TRAVERSE CITY — Mountain bikers and others who access trails in the Grand Traverse Commons Natural Area from Copper Ridge could soon have a new trailhead.
Garfield Township Planner John Sych said the plans are the first stage of many to make improvements to trails that crisscross the hilly and wooded parkland. Once complete, the Copper Ridge trailhead would serve as a secondary access point.
Proposed improvements on Red Drive would be the main gateway, including to a universally accessible trail planned in the near future, Sych said.
“That’s going to be really the kick-off to what’s going to be probably a multiphase effort to improve that whole park,” he said.
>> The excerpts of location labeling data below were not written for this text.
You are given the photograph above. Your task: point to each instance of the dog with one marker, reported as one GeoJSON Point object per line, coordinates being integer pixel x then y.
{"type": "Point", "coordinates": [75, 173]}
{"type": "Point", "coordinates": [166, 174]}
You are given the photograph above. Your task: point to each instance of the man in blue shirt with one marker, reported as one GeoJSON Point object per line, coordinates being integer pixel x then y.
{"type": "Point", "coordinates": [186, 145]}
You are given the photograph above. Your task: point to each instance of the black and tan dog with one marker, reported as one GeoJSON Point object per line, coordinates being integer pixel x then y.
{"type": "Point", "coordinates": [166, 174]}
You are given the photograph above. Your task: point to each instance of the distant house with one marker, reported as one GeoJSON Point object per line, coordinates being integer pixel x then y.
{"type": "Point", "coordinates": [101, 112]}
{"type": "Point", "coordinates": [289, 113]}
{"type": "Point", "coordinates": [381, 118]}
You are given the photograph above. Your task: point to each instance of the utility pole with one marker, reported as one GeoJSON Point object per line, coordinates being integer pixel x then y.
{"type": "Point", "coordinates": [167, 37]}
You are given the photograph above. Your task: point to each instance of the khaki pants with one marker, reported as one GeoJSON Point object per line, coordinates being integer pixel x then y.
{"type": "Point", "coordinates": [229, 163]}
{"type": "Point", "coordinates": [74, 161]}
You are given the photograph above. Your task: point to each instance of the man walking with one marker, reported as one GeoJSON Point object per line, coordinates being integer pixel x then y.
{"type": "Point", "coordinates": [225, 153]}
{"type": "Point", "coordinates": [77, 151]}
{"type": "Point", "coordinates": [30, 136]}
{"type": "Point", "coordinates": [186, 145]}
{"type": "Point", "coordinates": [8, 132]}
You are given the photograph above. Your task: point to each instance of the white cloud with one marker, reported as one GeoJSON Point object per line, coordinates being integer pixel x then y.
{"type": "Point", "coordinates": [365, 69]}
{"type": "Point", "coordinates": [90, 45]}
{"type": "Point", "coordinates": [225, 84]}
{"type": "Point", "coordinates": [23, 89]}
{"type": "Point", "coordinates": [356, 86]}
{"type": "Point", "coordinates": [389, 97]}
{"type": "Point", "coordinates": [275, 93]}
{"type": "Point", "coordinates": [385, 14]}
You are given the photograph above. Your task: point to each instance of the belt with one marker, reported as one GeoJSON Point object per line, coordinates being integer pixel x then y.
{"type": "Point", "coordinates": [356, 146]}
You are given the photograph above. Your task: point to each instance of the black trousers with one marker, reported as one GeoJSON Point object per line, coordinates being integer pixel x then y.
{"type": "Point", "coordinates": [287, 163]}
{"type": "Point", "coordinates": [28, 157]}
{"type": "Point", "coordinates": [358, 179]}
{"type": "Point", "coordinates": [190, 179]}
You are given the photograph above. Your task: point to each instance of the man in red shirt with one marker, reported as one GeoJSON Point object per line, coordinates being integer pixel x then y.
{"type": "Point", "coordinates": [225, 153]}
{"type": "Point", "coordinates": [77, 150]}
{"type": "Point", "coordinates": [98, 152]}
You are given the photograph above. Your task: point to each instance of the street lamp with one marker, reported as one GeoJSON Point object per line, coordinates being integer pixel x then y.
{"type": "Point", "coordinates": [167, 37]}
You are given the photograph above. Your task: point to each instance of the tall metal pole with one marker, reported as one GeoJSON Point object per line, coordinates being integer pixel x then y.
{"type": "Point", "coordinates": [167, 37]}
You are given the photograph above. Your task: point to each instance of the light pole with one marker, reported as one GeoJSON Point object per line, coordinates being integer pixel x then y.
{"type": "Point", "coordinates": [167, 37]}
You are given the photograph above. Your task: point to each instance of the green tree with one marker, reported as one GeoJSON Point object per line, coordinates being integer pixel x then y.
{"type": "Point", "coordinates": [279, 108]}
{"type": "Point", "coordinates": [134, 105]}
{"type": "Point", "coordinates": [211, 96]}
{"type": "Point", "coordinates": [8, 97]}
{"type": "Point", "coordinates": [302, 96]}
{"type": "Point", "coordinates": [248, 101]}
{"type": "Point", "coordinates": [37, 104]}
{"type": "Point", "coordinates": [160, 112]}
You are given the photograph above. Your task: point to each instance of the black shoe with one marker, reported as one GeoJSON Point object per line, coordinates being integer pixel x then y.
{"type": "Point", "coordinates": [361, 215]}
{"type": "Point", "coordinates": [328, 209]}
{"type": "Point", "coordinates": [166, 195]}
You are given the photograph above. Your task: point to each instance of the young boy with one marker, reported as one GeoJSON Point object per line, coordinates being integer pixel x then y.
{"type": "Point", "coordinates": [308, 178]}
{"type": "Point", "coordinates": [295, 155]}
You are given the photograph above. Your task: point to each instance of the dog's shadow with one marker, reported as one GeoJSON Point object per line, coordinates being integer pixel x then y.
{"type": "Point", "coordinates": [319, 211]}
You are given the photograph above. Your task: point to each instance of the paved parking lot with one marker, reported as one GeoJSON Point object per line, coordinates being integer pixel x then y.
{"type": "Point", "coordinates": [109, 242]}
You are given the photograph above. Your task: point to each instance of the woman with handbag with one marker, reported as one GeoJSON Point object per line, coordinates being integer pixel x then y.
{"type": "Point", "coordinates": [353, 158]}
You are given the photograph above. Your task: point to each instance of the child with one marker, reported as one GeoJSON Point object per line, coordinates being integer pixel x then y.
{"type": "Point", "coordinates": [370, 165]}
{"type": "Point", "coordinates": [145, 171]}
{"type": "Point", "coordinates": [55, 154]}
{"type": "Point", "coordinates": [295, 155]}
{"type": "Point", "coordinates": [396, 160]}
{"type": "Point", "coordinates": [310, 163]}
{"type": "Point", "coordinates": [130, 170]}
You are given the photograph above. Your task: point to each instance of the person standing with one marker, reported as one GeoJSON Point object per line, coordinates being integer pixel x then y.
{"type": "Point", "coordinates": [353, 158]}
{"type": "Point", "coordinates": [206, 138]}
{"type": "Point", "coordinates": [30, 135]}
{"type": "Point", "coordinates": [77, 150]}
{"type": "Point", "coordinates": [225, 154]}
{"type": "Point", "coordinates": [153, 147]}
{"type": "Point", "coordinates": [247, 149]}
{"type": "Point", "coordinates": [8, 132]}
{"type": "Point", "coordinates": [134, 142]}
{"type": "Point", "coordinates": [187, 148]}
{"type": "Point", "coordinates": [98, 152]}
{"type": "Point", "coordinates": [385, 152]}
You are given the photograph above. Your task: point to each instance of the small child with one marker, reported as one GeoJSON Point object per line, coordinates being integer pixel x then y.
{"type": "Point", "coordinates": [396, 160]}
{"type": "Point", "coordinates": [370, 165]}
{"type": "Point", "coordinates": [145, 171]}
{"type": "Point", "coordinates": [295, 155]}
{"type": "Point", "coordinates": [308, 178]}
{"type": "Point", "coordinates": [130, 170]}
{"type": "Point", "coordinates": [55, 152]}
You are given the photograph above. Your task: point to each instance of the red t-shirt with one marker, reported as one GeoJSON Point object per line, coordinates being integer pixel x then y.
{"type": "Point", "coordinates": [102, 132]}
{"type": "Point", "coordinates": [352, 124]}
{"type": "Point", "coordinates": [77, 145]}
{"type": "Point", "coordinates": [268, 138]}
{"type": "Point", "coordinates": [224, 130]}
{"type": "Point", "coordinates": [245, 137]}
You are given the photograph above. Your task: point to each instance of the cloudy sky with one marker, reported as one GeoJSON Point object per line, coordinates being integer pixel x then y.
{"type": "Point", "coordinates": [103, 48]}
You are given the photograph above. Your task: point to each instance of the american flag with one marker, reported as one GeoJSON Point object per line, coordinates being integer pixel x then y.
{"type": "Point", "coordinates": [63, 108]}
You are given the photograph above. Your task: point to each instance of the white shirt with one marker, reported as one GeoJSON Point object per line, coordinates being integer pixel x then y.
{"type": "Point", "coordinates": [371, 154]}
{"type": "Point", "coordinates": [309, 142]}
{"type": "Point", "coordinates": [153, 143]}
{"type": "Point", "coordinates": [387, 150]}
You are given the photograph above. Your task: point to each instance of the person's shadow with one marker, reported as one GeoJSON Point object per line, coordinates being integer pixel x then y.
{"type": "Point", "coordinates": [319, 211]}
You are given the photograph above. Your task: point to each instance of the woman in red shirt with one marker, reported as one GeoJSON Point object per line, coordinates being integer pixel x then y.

First, owners of the cluster of medical offices off Silver Lake Road asked the township to move the current, informal trail entrance from its current spot northeast of 4290 Copper Ridge Drive, Sych said — known as Building F, and home of West Front Primary Care and other offices, online listings show.
Copper Ridge’s development plans originally called for a trailhead at the north end of Park Forest Drive, so plans are to repave a handful of parking spots there and add a staging area alongside a retaining wall, Sych said. Contractors will also grade a new bike path and reroute a hiking path from the informal trailhead, which will remain open to hikers but not bikers.
Sych called the plans “modest,” but said he believes they’ll be an improvement over existing conditions, and easier to find.
Cost estimates put the project at $116,243, of which the single largest item would be $21,000 for the retaining wall, and would include a $9,299 contingency for cost overruns, documents show.
Hikers created numerous paths by hiking over the years on what was once state land behind the former Traverse City State Hospital, Sych said.
Township Supervisor Chuck Korn said users of the unsanctioned trailhead created what’s sometimes known as a “goat path.” Korn noted that Sych and other township officials are working closely with a group of mountain bikers who frequent the trails near Copper Ridge.
Contrast that to a few years ago, when Garfield Township officials were considering ways to deter mountain bikers from riding on 100 acres of the 185-acre property where it wasn’t allowed.
Korn said that’s because the state deeded the property to the township for hiking and cross-country skiing only. Township officials worked in tandem with state lawmakers to remove that restriction in 2021.
“So once we got that handled, then we started working on a process to develop a mountain biking trail that would be safe and compatible with other uses,” he said. “And when I say it’s a process, it’s a long process.”
The Red Drive trailhead would improve on what Korn said is currently an “awkward” spot that’s too small and lacks parking.
Sych said that trailhead would include improved parking, picnic tables and bathrooms.
It’ll be the access point for a 1.25-mile universally accessible trail through the natural area’s lower-lying areas, Sych said. Michigan Department of Natural Resources’ Natural Resources Trust Fund recommended granting $300,000, with the township to kick in about $370,000.
Work is planned for 2025 on both the trailhead and pathway, Sych said. He expects an engineering firm designing the project to wrap by October, at which point he’ll have cost estimates for the trailhead portion.
“I feel like the universal access trail is really going to be a key piece as part of the kickoff to make improvements to part of the Commons Natural Area, because it’s going to provide some access to people who may not have been out on that property before,” he said.